Les lectines du sureau (SNA-I) ont des propriétés immunomodulatrices complexes. À faible concentration, elles stimulent la prolifération des lymphocytes T et la sécrétion d’interféron-γ. À forte concentration, elles deviennent cytotoxiques — ce qui illustre le principe paracelsien selon lequel la dose fait le poison.
Un essai clinique randomisé en double aveugle (Tiralongo et al., 2016) mené sur 312 voyageurs aériens long-courrier a montré que la prise d’un extrait de sureau (600 mg/jour, 10 jours avant et 5 jours après le vol) réduisait significativement la durée des épisodes de refroidissement (4,75 jours contre 6,88 dans le groupe placebo) et la sévérité des symptômes.
XI. Autres propriétés pharmacologiques
Les propriétés diaphorétiques (sudorifiques) des fleurs de sureau sont les plus anciennes et les plus constantes de la tradition herboriste européenne. Elles sont attribuées aux flavonoïdes et aux acides phénoliques, qui provoquent une vasodilatation périphérique et une augmentation de la sudation. Cet effet est particulièrement recherché en début de syndrome grippal, lorsque la fièvre « ne sort pas » — l’infusion de fleurs de sureau, bue chaude, aide le corps à transpirer et à faire baisser la température.
Les propriétés diurétiques des fleurs sont documentées depuis l’Antiquité. Les flavonoïdes, en particulier la rutine et l’isoquercitrine, augmentent le débit de filtration glomérulaire et l’excrétion rénale de sodium et d’eau. Cet effet diurétique est doux et progressif, sans risque d’hypokaliémie — ce qui distingue les fleurs de sureau des diurétiques de synthèse.

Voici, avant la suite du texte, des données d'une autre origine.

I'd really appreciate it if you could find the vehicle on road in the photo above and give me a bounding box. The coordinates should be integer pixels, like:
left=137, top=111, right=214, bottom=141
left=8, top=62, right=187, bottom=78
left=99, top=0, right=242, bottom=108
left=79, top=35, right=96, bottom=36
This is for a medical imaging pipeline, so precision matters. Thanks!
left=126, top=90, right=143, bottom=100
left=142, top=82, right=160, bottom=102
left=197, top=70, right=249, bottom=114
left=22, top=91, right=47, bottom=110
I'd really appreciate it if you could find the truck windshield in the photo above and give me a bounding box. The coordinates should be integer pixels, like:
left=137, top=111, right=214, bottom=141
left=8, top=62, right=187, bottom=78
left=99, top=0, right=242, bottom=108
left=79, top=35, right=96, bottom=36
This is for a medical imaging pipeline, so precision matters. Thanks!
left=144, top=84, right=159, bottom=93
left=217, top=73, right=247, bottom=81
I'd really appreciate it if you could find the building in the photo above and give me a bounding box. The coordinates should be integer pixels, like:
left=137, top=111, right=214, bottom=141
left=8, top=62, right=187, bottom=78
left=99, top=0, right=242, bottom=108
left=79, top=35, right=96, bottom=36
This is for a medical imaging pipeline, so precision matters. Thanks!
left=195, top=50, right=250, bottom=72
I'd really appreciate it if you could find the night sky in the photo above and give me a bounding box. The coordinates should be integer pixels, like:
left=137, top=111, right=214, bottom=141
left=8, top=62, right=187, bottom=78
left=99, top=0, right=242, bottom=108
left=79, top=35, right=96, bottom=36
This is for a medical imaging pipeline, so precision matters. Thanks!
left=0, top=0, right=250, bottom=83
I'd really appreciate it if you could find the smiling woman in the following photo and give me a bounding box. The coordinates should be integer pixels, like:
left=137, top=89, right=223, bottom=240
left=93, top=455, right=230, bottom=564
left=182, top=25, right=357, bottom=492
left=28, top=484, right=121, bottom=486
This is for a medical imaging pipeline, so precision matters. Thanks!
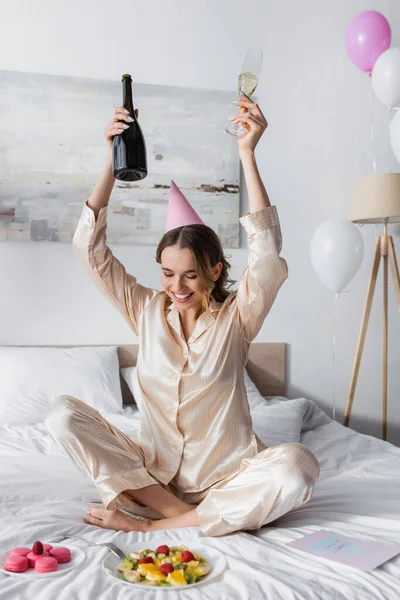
left=156, top=224, right=235, bottom=320
left=46, top=97, right=319, bottom=536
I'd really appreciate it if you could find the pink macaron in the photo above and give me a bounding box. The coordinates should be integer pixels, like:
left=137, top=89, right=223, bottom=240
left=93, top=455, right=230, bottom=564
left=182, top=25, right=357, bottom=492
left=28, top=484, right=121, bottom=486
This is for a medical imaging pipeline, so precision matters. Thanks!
left=27, top=550, right=49, bottom=567
left=49, top=546, right=71, bottom=563
left=4, top=555, right=28, bottom=573
left=10, top=548, right=31, bottom=556
left=35, top=556, right=58, bottom=573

Les propriétés anti-inflammatoires sont documentées à la fois pour les fleurs et pour les baies. Les triterpènes (acide ursolique) inhibent la cyclo-oxygénase COX-2 et la lipoxygénase 5-LOX, réduisant la production de prostaglandines et de leucotriènes pro-inflammatoires. Cet effet a été démontré in vitro et dans des modèles animaux d’inflammation articulaire (Giovannini et al., 2016).
Les propriétés antioxydantes du sureau sont parmi les plus puissantes de tous les fruits européens. L’indice ORAC (Oxygen Radical Absorbance Capacity) du jus de sureau est de 14 697 μmol TE/100 g — soit deux fois celui de la myrtille et quatre fois celui du vin rouge. Cette capacité antioxydante est principalement due aux anthocyanes (cyanidine-3-sambubioside et cyanidine-3-glucoside).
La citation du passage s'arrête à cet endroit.